Preheat oven to 180 °C (160 °C fan oven). Line baking tray with baking paper. Beat Stork and the sugar with a mixer until smooth. Stir in the eggs carefully one after another.
Mix the flour, the ground hazelnuts, the baking powder and a pinch of salt. Combined with the milk, stir it in the batter briefly, but carefully. Mix in the chopped hazelnuts. Spoon the mixture into the baking tray (greased with margarine and lined with baking paper) and level the surface. Bake in the preheated oven for approximately 20 minutes. To test for doneness, insert a toothpick into the centre of the cake. If it comes out clean, it is done. Allow cake to cool completely.
In the meantime, zest the lemon with a grater with fine holes. Stir the grated lemon zest with the cream cheese and the icing sugar. Whip the whipping cream with a mixer until stiff. With an eggbeater, fold it step by step into the cream cheese mixture.
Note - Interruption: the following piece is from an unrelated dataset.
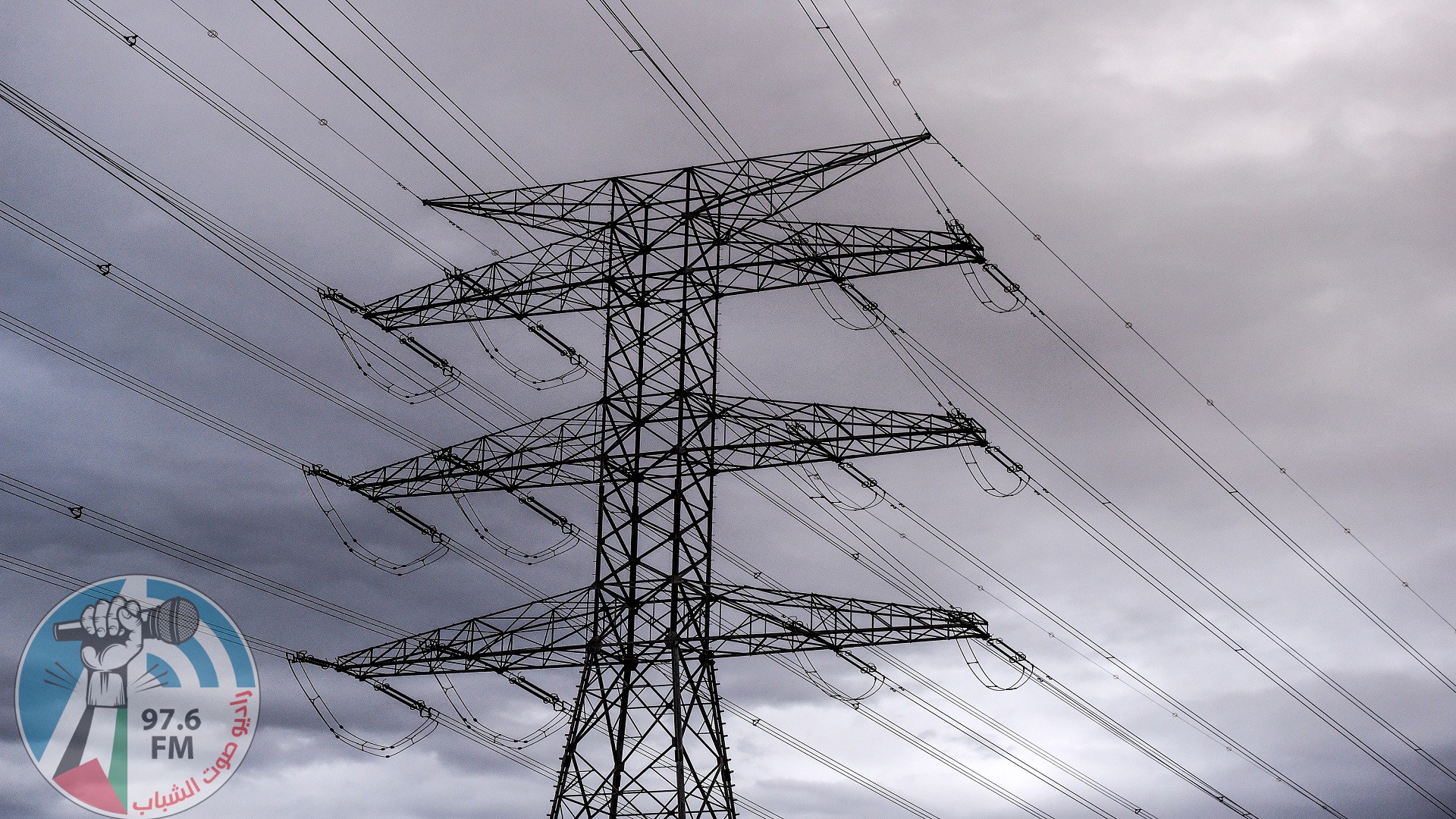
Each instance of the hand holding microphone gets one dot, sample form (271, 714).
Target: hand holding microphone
(111, 634)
Let the cream chill until you need it again. *Optional for green cream: Divide the cream in two halves. Halve the whipping cream. Purée the basil leaves with one half of it. Whip both portions with a mixer until stiff. With an eggbeater, fold both portions step by step into one of the cream cheese mixes. Let the creams chill until you need them again.
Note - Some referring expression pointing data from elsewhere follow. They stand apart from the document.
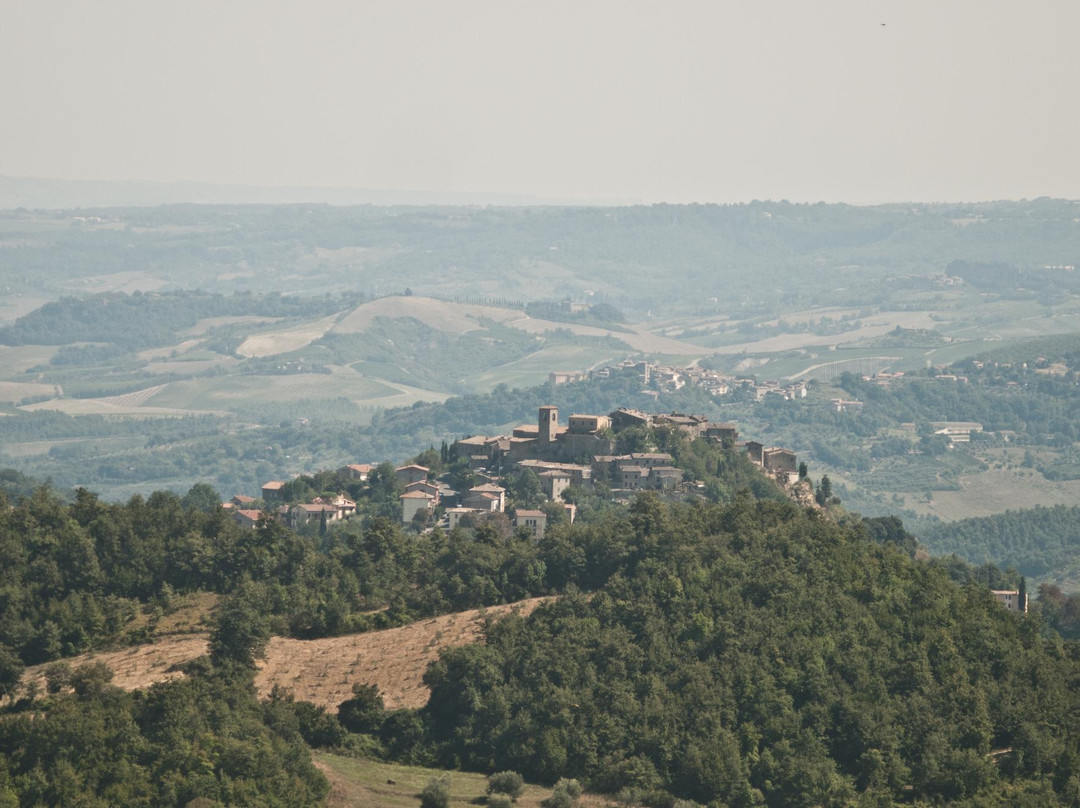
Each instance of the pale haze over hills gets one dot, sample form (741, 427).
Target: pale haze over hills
(847, 101)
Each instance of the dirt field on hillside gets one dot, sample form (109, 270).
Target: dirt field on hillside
(321, 671)
(439, 314)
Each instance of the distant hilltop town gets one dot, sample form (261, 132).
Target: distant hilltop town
(669, 378)
(561, 456)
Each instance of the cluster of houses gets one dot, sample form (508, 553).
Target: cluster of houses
(559, 455)
(667, 378)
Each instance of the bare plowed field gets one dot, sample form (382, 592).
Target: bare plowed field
(321, 671)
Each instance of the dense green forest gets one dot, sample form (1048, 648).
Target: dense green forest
(758, 655)
(1037, 541)
(747, 654)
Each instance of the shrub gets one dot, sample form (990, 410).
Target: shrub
(557, 799)
(505, 782)
(570, 786)
(436, 793)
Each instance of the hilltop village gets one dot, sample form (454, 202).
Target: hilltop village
(575, 455)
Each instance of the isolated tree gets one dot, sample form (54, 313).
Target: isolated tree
(824, 490)
(363, 712)
(241, 631)
(505, 782)
(436, 793)
(201, 497)
(11, 671)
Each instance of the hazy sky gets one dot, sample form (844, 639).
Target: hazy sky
(710, 101)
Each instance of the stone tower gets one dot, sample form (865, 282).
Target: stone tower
(548, 422)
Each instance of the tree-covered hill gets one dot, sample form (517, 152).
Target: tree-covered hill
(759, 655)
(1040, 542)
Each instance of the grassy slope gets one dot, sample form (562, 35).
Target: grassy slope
(359, 783)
Stem the strawberries. Take approximately one third of the berries and slice them. Cut the cooled cake base in two halves and spread a thin layer of cream on each one of them. Plate with the strawberry slices. Spread the rest of the cream wave-shaped on the cake. Decorate with butterfly-shaped strawberries. Your strawberry butterfly cake is ready! Tip: If you cut the cake in pieces before decorating it with strawberries the butterflies will be divided fairly – one on every piece.